Durante la Guerra Fredda, questa discussione era tutt'alro che peregrina e Konrad Adenauer, il primo cancelliere della Repubblica Federale Tedesca, dichiarò nel 1957 che le armi nucleari tattiche - del tipo che la Russia ha minacciato di utilizzare in Ucraina - non erano "altro che l'ulteriore sviluppo dell'artiglieria" e in un incontro del 1962 aggiunse che una eventuale difesa di Berlino "doveva essere combattuta fin dall'inizio con l'atomica".

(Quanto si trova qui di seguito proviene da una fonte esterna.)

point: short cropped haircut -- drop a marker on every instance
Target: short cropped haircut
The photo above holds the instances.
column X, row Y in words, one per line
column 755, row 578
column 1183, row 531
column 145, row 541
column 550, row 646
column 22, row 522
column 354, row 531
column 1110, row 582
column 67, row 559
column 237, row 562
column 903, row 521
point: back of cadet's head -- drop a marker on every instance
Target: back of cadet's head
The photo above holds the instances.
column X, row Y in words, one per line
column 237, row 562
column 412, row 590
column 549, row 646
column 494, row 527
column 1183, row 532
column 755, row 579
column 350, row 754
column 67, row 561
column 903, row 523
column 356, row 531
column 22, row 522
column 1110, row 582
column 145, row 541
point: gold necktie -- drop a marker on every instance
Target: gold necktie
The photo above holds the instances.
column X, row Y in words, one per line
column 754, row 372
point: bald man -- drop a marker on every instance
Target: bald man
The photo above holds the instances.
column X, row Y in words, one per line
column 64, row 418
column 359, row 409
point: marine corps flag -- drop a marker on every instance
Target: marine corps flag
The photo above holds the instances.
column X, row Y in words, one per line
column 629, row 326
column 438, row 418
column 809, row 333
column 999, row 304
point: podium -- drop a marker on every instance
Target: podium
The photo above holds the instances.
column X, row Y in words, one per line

Per sessant'anni gli Stati Uniti hanno tamponato queste ambizioni installando armi nucleari americane in tutta Europa. Ma il valore di quel deterrente è stato messo in discussione già nel 2018 quando Trump, sia pubblicamente e privatamente, ha cominciato a minare le fondamenta del più inviolabile dei tabù. All'epoca il team di sicurezza nazionale, compreso il segretario alla Difesa, Jim Mattis, e due successivi consiglieri - H.R. McMaster e John R. Bolton - si affrettarono a impedirgli di sabotare la pietra angolare della strategia di difesa europea. La loro preoccupazione era che l'influenza americana in Europa sarebbe stata minata e la Russia incoraggiata.
Ma le parole pronunciate sabato da Trump fanno somigliare la Nato più al racket del pizzo che a un'alleanza in difesa della democrazia. E che Trump vinca o meno a novembre, il fatto che tale visione della Nato abbia preso piede presso un numero significativo di americani rappresenta un cambiamento che è destinato a influenzare la visione dell'alleanza transatlantica in Europa negli anni a venire.